I tucked my hair back to stop it sticking to my neck in the midday heat. I was on my lunch hour, cramming in time with the girls before the dreaded canoeing later. I’d hardly slept, despite being so tired. I’d already spent the morning playing gross “trust” exercises, involving the children launching themselves into the air with their eyes closed, relying on us to catch them. As a result of my tiredness, I couldn’t control my facial expressions.

“Amber, you’re blushing!” Lottie screeched, pointing at the screen. “You’re blushing AND nervously biting your lip. You fancy the Adonis guy!”

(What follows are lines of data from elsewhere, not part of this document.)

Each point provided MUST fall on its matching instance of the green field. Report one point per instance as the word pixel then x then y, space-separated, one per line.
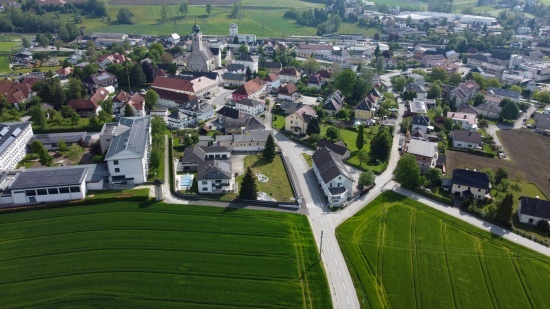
pixel 154 255
pixel 403 254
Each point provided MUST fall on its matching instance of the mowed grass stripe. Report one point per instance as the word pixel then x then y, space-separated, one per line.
pixel 458 265
pixel 159 256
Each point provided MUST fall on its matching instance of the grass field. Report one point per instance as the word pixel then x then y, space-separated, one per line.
pixel 154 255
pixel 403 254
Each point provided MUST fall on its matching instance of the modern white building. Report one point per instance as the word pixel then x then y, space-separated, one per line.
pixel 129 149
pixel 333 176
pixel 14 137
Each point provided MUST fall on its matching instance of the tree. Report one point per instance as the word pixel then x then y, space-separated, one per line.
pixel 455 79
pixel 366 179
pixel 360 141
pixel 510 111
pixel 407 172
pixel 125 16
pixel 269 150
pixel 75 152
pixel 311 64
pixel 184 8
pixel 381 146
pixel 151 99
pixel 434 92
pixel 137 76
pixel 362 155
pixel 505 210
pixel 345 82
pixel 332 133
pixel 25 42
pixel 438 74
pixel 249 191
pixel 313 126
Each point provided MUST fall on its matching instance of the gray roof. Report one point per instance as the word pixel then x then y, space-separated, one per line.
pixel 504 93
pixel 535 207
pixel 214 170
pixel 471 179
pixel 329 165
pixel 9 131
pixel 51 177
pixel 52 138
pixel 467 136
pixel 131 143
pixel 422 148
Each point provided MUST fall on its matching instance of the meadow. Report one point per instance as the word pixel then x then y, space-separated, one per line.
pixel 403 254
pixel 155 255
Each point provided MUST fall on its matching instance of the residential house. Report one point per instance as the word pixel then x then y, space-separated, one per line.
pixel 107 59
pixel 338 147
pixel 466 120
pixel 470 184
pixel 420 91
pixel 466 139
pixel 532 210
pixel 249 141
pixel 288 92
pixel 14 137
pixel 193 156
pixel 250 90
pixel 233 79
pixel 422 123
pixel 334 102
pixel 272 82
pixel 363 110
pixel 129 148
pixel 464 92
pixel 424 152
pixel 273 67
pixel 215 177
pixel 289 75
pixel 296 123
pixel 333 176
pixel 250 107
pixel 504 93
pixel 96 81
pixel 489 109
pixel 431 61
pixel 200 109
pixel 249 61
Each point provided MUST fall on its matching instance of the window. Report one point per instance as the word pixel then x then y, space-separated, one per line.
pixel 53 191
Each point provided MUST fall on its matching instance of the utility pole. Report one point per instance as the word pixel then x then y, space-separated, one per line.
pixel 321 245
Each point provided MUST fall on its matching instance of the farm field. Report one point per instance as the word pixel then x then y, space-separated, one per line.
pixel 155 255
pixel 403 254
pixel 528 153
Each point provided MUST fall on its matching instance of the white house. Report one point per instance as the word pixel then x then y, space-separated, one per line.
pixel 532 210
pixel 250 107
pixel 467 183
pixel 215 177
pixel 333 176
pixel 466 139
pixel 129 149
pixel 14 137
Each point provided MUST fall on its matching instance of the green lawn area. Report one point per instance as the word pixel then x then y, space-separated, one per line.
pixel 156 255
pixel 349 137
pixel 403 254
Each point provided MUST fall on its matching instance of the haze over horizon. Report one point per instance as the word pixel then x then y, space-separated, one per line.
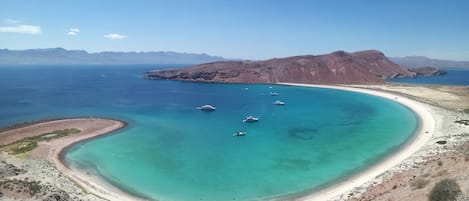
pixel 240 29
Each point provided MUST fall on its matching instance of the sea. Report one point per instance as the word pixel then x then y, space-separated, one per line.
pixel 172 151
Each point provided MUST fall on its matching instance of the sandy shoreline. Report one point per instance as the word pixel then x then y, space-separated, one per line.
pixel 430 119
pixel 54 150
pixel 420 138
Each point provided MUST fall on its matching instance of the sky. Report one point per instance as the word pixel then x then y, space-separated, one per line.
pixel 241 29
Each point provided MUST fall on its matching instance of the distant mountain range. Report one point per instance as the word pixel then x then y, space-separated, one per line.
pixel 420 61
pixel 63 56
pixel 364 67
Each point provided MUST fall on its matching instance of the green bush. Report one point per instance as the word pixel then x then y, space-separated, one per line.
pixel 446 190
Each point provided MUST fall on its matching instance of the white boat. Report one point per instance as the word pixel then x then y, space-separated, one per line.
pixel 207 107
pixel 251 119
pixel 239 133
pixel 279 103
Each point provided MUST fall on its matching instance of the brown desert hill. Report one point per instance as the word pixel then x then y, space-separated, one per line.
pixel 364 67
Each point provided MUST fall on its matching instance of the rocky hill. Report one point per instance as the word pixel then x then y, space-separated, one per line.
pixel 426 71
pixel 419 61
pixel 63 56
pixel 364 67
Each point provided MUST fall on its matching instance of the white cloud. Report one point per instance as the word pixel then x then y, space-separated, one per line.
pixel 11 21
pixel 76 30
pixel 114 36
pixel 73 31
pixel 22 28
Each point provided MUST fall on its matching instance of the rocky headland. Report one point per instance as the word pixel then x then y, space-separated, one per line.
pixel 364 67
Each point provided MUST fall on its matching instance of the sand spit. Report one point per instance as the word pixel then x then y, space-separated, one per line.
pixel 51 151
pixel 408 174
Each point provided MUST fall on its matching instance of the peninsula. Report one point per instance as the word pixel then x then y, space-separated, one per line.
pixel 364 67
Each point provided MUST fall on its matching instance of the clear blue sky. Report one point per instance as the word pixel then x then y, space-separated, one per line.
pixel 248 29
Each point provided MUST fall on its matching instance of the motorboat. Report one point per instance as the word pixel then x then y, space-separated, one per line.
pixel 207 107
pixel 251 119
pixel 279 103
pixel 239 133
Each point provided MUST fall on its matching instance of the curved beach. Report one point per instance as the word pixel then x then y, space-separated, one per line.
pixel 53 150
pixel 422 135
pixel 90 128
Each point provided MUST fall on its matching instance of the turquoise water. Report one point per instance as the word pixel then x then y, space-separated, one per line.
pixel 171 151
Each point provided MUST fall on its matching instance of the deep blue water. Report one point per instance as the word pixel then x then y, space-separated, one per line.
pixel 171 151
pixel 453 77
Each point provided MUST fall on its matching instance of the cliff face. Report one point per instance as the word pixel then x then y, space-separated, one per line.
pixel 427 71
pixel 340 67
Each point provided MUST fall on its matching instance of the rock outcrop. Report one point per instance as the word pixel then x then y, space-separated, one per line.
pixel 365 67
pixel 427 71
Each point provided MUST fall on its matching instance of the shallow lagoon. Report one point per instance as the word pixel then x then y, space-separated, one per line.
pixel 171 151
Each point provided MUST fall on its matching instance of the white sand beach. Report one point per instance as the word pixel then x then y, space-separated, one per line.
pixel 422 135
pixel 434 124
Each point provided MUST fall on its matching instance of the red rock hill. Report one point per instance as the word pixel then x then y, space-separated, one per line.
pixel 364 67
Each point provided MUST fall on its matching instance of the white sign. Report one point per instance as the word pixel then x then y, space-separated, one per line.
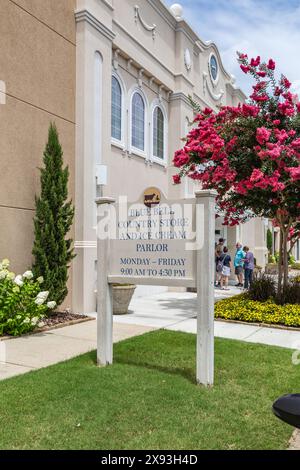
pixel 158 242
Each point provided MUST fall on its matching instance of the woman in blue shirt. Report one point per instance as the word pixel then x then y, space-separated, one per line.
pixel 248 266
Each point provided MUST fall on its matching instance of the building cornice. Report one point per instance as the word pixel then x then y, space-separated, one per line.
pixel 106 3
pixel 236 92
pixel 164 12
pixel 86 16
pixel 179 96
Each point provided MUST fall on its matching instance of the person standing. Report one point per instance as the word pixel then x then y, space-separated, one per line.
pixel 248 266
pixel 219 266
pixel 239 264
pixel 225 259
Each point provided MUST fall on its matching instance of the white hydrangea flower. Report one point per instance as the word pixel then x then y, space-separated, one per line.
pixel 51 304
pixel 10 276
pixel 43 295
pixel 28 275
pixel 5 263
pixel 18 280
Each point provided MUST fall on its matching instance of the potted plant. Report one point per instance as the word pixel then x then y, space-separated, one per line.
pixel 122 295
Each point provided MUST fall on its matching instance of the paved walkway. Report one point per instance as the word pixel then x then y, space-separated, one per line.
pixel 177 311
pixel 171 310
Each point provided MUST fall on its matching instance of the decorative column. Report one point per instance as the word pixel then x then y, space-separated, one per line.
pixel 104 290
pixel 93 95
pixel 205 213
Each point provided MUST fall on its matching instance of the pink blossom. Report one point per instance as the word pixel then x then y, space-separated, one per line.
pixel 255 62
pixel 245 68
pixel 294 172
pixel 256 175
pixel 176 179
pixel 271 65
pixel 262 135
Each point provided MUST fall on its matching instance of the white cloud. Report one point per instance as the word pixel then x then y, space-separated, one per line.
pixel 266 28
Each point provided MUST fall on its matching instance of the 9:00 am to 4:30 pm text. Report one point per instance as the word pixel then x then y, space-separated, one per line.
pixel 150 459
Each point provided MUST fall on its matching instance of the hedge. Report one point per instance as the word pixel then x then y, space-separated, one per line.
pixel 243 309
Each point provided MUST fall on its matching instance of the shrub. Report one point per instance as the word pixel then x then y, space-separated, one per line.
pixel 269 240
pixel 52 250
pixel 262 288
pixel 291 260
pixel 290 294
pixel 244 309
pixel 22 303
pixel 271 259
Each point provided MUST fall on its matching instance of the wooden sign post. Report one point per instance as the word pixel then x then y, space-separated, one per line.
pixel 156 241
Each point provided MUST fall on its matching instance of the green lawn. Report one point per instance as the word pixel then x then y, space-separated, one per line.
pixel 148 399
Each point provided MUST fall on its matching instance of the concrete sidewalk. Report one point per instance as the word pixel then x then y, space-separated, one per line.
pixel 177 312
pixel 171 310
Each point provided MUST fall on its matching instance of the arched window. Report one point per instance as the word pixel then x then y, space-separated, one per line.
pixel 138 122
pixel 158 134
pixel 116 110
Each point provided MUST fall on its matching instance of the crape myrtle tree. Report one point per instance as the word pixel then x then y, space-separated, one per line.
pixel 250 154
pixel 54 215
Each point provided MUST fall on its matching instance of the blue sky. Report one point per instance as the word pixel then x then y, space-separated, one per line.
pixel 270 28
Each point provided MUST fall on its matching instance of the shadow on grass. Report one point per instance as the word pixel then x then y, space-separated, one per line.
pixel 187 373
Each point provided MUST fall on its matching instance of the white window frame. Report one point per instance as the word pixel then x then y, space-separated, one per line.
pixel 120 143
pixel 133 150
pixel 164 162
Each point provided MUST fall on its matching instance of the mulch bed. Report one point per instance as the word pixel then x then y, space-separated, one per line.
pixel 55 320
pixel 59 318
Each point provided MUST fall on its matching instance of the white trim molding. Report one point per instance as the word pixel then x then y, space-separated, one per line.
pixel 214 81
pixel 86 16
pixel 147 27
pixel 215 97
pixel 121 143
pixel 133 150
pixel 158 104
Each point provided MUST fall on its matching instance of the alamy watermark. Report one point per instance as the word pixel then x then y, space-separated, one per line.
pixel 158 223
pixel 2 353
pixel 2 92
pixel 296 353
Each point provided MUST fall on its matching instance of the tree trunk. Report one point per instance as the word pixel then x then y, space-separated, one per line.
pixel 280 262
pixel 285 258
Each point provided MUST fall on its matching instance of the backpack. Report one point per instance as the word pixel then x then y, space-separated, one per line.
pixel 220 264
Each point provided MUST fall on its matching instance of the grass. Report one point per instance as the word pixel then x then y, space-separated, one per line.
pixel 148 399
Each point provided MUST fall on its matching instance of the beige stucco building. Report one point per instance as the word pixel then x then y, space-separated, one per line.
pixel 115 76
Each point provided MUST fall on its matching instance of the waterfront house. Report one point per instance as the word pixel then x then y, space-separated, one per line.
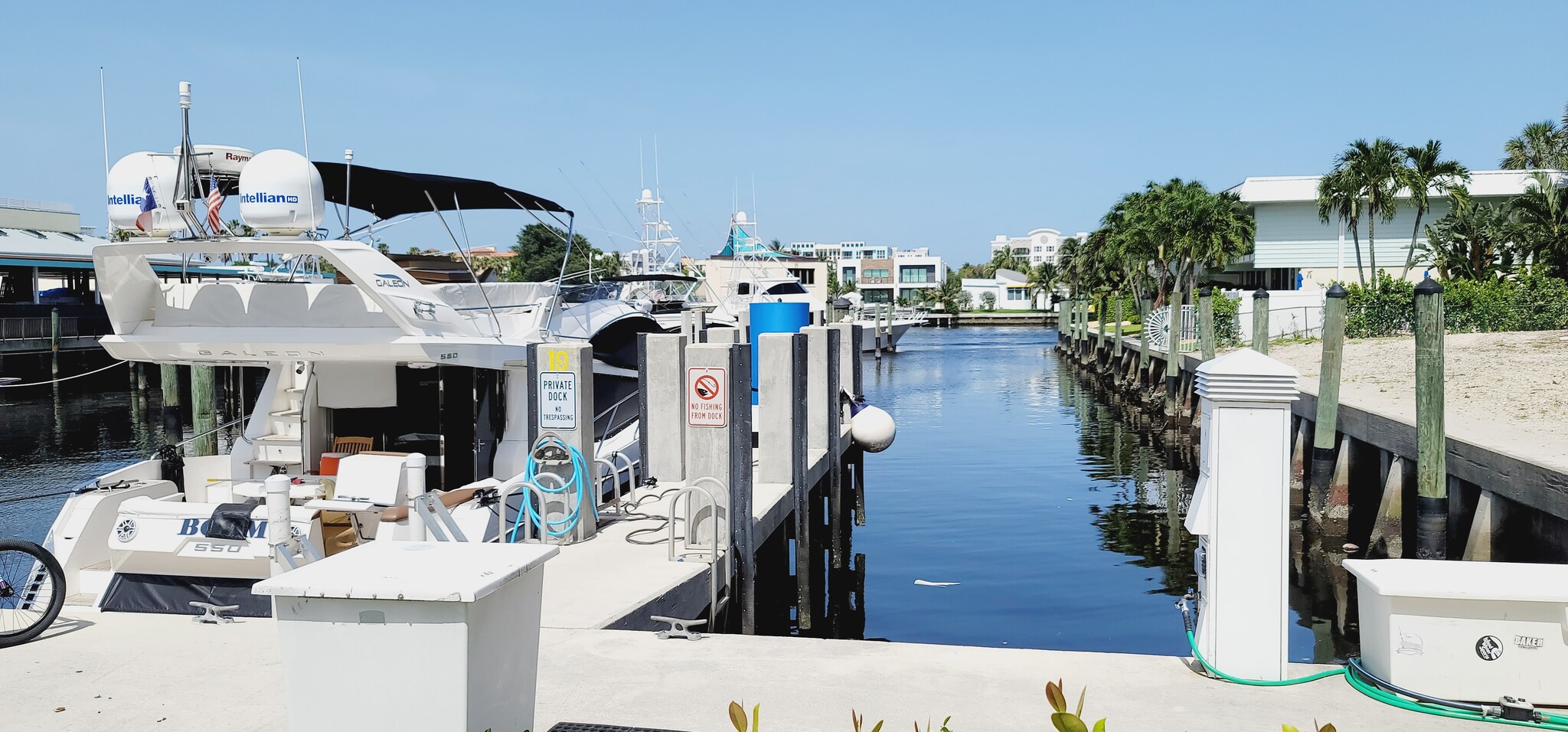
pixel 1294 240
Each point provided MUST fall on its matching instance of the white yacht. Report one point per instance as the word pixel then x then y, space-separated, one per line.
pixel 374 359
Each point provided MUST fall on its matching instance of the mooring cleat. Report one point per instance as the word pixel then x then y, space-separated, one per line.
pixel 678 627
pixel 214 612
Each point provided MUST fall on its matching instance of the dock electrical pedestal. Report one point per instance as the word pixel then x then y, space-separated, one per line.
pixel 1240 513
pixel 562 422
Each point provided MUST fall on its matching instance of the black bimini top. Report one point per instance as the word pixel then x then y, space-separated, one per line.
pixel 649 278
pixel 396 193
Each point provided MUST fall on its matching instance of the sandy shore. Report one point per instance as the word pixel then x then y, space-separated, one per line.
pixel 1504 391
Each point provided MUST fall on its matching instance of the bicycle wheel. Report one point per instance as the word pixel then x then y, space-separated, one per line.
pixel 31 591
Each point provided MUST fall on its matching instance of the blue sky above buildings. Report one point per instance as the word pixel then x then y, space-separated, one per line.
pixel 905 124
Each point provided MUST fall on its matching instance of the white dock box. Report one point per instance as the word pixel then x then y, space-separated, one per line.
pixel 1466 630
pixel 413 636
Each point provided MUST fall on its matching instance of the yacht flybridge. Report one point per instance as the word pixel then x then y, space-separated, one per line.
pixel 363 368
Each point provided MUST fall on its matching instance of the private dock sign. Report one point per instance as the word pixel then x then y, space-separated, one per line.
pixel 557 400
pixel 706 397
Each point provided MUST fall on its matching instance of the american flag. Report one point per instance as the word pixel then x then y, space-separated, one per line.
pixel 148 204
pixel 214 204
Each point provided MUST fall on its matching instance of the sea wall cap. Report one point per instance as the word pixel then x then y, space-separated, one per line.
pixel 1429 287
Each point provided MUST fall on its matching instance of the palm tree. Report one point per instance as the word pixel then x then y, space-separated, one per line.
pixel 1539 146
pixel 1374 173
pixel 1542 215
pixel 951 292
pixel 1041 279
pixel 1473 240
pixel 1429 172
pixel 1338 196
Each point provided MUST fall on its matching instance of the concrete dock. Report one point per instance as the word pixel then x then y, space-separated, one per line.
pixel 96 672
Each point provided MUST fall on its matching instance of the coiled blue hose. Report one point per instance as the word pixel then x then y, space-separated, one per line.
pixel 579 483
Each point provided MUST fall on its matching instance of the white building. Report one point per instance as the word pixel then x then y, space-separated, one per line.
pixel 1008 287
pixel 1294 240
pixel 878 273
pixel 1037 247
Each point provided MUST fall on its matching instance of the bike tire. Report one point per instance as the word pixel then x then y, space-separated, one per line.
pixel 35 624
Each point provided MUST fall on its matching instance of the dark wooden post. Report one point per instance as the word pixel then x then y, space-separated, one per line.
pixel 1261 320
pixel 1327 423
pixel 1206 322
pixel 1432 485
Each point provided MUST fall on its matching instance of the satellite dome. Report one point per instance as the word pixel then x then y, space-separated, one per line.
pixel 129 182
pixel 281 193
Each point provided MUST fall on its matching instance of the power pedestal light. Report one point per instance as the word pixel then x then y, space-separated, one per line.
pixel 1240 513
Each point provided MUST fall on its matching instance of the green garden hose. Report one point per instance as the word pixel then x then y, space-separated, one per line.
pixel 1548 721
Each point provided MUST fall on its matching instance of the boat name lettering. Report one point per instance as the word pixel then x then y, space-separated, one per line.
pixel 191 527
pixel 269 198
pixel 260 353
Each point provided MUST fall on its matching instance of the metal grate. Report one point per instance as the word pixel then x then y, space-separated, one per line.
pixel 603 727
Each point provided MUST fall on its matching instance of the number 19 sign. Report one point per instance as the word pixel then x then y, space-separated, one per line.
pixel 706 397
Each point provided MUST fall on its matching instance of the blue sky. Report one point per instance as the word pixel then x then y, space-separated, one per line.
pixel 905 124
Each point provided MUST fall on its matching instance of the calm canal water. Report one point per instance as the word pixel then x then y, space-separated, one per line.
pixel 1008 477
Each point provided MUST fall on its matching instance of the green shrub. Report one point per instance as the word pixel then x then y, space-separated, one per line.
pixel 1227 320
pixel 1537 302
pixel 1387 309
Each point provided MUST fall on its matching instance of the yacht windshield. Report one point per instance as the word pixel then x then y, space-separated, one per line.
pixel 786 289
pixel 592 290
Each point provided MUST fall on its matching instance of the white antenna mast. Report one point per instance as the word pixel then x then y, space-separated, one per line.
pixel 104 115
pixel 305 132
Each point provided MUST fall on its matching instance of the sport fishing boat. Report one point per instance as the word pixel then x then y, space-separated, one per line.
pixel 893 320
pixel 374 361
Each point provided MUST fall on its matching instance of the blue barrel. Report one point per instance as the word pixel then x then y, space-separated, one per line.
pixel 773 317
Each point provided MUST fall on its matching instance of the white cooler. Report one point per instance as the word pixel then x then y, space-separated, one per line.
pixel 413 636
pixel 1466 630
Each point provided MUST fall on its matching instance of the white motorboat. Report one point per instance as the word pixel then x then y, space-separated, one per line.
pixel 375 359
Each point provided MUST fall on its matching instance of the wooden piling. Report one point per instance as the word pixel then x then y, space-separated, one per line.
pixel 1490 511
pixel 1261 320
pixel 170 387
pixel 1099 315
pixel 1116 348
pixel 1206 322
pixel 1388 527
pixel 1173 353
pixel 203 413
pixel 1325 425
pixel 1432 488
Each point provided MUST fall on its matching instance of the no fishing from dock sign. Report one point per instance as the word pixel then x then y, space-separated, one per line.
pixel 706 397
pixel 559 395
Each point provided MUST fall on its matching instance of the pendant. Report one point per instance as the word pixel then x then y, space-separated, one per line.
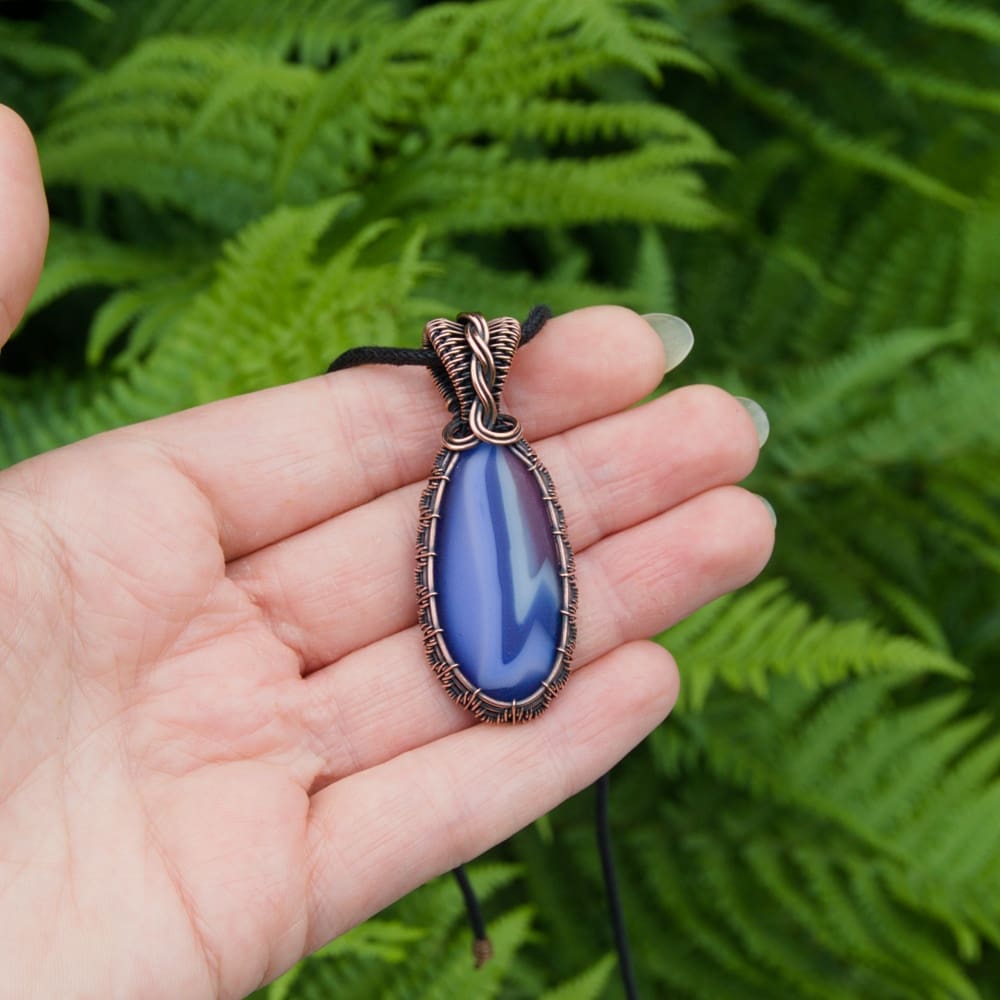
pixel 495 587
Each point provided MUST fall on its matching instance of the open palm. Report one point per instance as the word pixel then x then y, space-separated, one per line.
pixel 220 745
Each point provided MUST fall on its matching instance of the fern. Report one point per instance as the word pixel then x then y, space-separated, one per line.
pixel 240 190
pixel 747 640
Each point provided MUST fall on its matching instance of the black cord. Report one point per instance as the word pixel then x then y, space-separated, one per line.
pixel 424 356
pixel 611 888
pixel 481 947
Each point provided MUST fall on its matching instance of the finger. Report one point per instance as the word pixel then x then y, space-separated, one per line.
pixel 387 830
pixel 274 463
pixel 349 581
pixel 385 700
pixel 24 220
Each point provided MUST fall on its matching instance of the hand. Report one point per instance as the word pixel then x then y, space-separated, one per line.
pixel 221 745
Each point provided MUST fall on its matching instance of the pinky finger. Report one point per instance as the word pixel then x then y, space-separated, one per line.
pixel 379 833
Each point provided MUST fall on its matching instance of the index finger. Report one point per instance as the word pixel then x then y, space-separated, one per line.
pixel 274 463
pixel 24 219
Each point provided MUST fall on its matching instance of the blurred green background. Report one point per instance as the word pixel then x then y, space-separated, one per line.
pixel 241 190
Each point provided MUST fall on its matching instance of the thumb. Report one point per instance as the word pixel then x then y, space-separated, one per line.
pixel 24 220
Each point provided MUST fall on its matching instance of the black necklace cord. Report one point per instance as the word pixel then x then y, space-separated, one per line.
pixel 602 811
pixel 424 356
pixel 481 947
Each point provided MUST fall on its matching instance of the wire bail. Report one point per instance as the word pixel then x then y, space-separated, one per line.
pixel 476 356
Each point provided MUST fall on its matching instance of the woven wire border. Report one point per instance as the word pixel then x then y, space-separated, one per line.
pixel 447 670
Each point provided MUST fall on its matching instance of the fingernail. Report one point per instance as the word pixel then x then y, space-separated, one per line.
pixel 760 422
pixel 770 509
pixel 675 334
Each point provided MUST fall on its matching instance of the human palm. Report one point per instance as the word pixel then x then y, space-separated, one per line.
pixel 221 743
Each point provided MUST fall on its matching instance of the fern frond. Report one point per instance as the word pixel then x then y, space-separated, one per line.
pixel 745 641
pixel 956 15
pixel 854 151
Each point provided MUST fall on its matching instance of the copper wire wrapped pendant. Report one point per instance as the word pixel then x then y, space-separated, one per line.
pixel 495 586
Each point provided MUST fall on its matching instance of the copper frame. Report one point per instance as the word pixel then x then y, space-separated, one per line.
pixel 449 672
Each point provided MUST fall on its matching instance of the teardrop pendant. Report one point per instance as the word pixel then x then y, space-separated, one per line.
pixel 495 584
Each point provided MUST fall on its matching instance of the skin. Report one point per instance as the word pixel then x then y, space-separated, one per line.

“I don’t,” I protested, sounding like someone who’d farted trying to pretend it wasn’t them. “We just work together.”

Evie’s face got closer to the screen. “You really are red, Amber.”

“Yes, well, it’s ten million degrees out here.”

“Jealous! It’s rained here all week… Do you like him, Amber?”

Was there any point pretending I didn’t?

“Everyone likes him,” I admitted. “He looks like…well…that. He was bloody Prom King. He’s won a scholarship for smartness. He cares about everyone and oozes joy and loveliness wherever he goes. He’s like a litmus test for sex drive.” I thought about it. “Male and female sex drive, basically.”

“But do you like him like him?” Lottie pressed. “And since when the hell have you known what a litmus test is?”

I looked away from the webcam and mumbled.

“What was that, mumbly?” Evie asked.

I sighed and looked back up.

“I said, I don’t really know him. And there’s no point even if I do like him. He likes someone else.”

My friends, bless them, gasped in outrage.

“Who is this cretin?” Lottie demanded.

“What makes it worse is she’s, like, everything I hate about girls – all rolled into one girl.”

Lottie narrowed her eye-linered eyes. “What do you mean everything you hate about girls?”

“Chill out, let me explain. She’s like – well – she’s a cheerleader, for one.”

Evie’s mouth opened. “A real one? You mean, they’re, like, real?”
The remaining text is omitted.